Anne F. Smith and Janette Simmonds looked at religion and help-seeking. Their study examined whether different groups of religion (mainstream, alternative, and no religion) encouraged more or less help-seeking behaviors. The mainstream religions included Christianity, Judaism, and Islam. The alternative religions were defined as Paganism, some forms of Buddhism, Wicca, and New Age spirituality. The no religion group were agnostic, atheist, no religion, and rationalists. Smith and Simmond’s results showed that majority of the participants agreed that religious beliefs should be taken into account. Every religion agreed counseling was beneficial, yet tended to all say they would seek guidance from a personal relationship before seeking professional help.

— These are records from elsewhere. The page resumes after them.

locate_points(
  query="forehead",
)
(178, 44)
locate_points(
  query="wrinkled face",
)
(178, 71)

The mainstream religion group stated that they would seek help from a priest more than the other religious groups claimed. The alternative religious group claimed that they would seek help from a psychic more so than the other religious groups said they would. The non-religious group stated that they would seek help from a relative and friend more than the other groups. Why do people tend to find professional help acceptable in society, yet do not choose that as their way of seeking help? Smith and Simmonds state that it is possible that people prefer to working issues out with close friends and relatives and then seek out professionals.
Where do individuals of the belief systems stand when it comes to paranormal beliefs? The nonreligious group resulted in having the lowest amount of paranormal belief (Traditional Religious Belief, Psi, Witchcraft, Spiritualism, Extraordinary Life Forms, and Precognition). The mainstream religions had higher belief in traditional religious beliefs. The alternative religions had higher belief in Witchcraft, Psi and Precognition.
Who do you tend to seek help from and does religion or the state of no religion play a role?
Submitted by: Jossalyn DeLeon
Reference: Smith, A. F., & Simmonds, J. G. (2006). Help-seeking and paranormal beliefs in adherents of mainstream religion, alternative religion, and no religion. Counselling Psychology Quarterly, 19, 331-341.